Impact on Asset Management Firms The mutual fund, exchange traded fund and annuity industries will bear the brunt of the ruling initially, but soon SMAs and traditional brokerage accounts will be affected as fiduciary practices and standards take hold throughout broker dealer firms. A few of the most important trends resulting from the legislation will be: §  The rapid growth of low cost index ETFs within broker dealer fiduciary

accounts will accelerate. The combination of the two are a tailor made solution for the legislation.

§  The growth of consistently high performing active mutual funds will rapidly accelerate.
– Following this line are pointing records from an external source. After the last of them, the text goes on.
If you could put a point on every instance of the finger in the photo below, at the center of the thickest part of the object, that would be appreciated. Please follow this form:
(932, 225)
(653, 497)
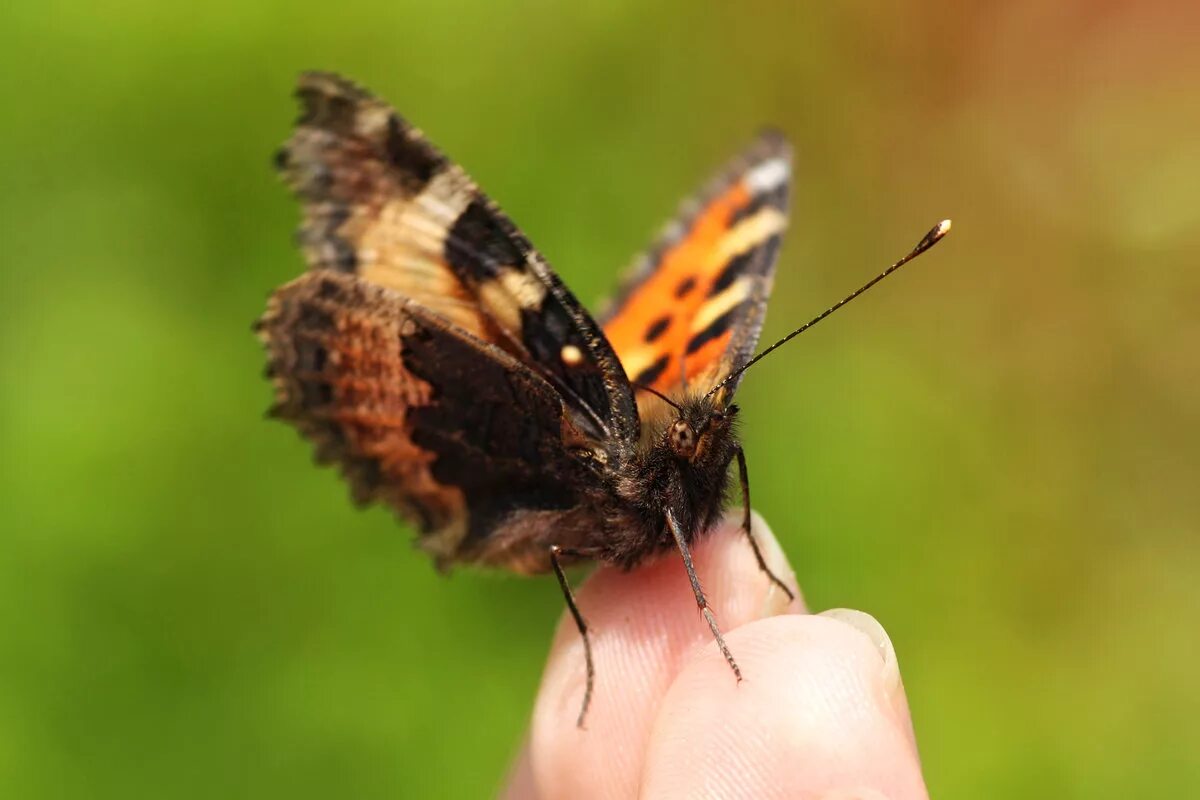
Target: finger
(642, 625)
(821, 714)
(521, 785)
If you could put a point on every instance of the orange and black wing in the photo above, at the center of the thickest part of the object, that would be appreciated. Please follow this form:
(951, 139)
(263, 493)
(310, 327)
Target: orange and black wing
(694, 305)
(384, 205)
(455, 433)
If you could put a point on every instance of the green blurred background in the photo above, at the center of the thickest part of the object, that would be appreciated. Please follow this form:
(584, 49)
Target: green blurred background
(996, 453)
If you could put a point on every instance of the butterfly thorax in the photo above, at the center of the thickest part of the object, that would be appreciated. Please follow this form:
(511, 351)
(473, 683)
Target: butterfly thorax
(682, 464)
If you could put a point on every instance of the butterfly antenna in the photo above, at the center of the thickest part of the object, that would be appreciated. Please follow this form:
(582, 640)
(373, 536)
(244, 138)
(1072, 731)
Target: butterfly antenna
(930, 239)
(660, 396)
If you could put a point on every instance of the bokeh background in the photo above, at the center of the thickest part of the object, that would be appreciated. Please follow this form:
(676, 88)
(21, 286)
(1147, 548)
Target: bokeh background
(997, 453)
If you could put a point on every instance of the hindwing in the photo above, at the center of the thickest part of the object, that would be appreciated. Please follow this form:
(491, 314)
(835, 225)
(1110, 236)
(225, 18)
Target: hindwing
(450, 431)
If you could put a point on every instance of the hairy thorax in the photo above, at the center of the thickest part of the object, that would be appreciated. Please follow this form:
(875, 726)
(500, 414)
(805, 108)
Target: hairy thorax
(682, 465)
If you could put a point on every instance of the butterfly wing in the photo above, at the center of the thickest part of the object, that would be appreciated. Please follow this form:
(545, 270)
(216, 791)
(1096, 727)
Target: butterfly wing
(383, 204)
(694, 304)
(451, 431)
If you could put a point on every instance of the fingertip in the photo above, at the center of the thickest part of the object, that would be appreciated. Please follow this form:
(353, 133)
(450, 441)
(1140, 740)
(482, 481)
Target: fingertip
(815, 715)
(643, 625)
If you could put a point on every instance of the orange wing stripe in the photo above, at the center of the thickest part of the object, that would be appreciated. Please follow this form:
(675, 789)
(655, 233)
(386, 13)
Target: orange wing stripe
(676, 292)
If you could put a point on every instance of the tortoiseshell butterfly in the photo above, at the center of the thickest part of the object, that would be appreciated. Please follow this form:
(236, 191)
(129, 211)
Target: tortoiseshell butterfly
(436, 358)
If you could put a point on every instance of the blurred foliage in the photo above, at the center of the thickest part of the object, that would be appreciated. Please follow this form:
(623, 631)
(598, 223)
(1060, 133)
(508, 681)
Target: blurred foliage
(996, 453)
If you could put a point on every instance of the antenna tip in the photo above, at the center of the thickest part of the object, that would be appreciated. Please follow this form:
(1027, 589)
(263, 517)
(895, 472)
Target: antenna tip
(930, 239)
Advisers will flock to funds that compare favorably to index funds and jettison perennially weak funds that represent possible legal liabilities.

§  Fee-based advisory accounts, both discretionary and non-discretionary, will

grow more rapidly in response to a view that level-fee commissions generally reduce conflicts of interest as well as potential legal liabilities.

§  The industry will dramatically increase its focus on performance after fees. Advisers will demand literature for their files that will justify their recommendation to use a fund and that will stand up to fiduciary scrutiny.

§  Average active mutual fund performance will improve significantly relative to index funds. The elimination of 12b-1 fees and lower management fees dramatically reduces drag on their performance.

§  The DOL ruling will accelerate the current trend toward lower fees. A combination of market forces and increased regulatory scrutiny will force mutual fund companies and annuity firms to lower fees.

§  Lower fees and increased focus on performance will radically change mutual fund economics and ignite a new round of mergers and acquisitions.

§  Broker dealer shelf space will shrink. Long-standing relationships that allowed marginal performing funds a home will be usurped by concerns over fees, performance and potential legal liabilities.

The conflict of interest ruling and its failed argument may be challenged in the courts, but it has set the industry on a radical course that is unlikely to change any time soon.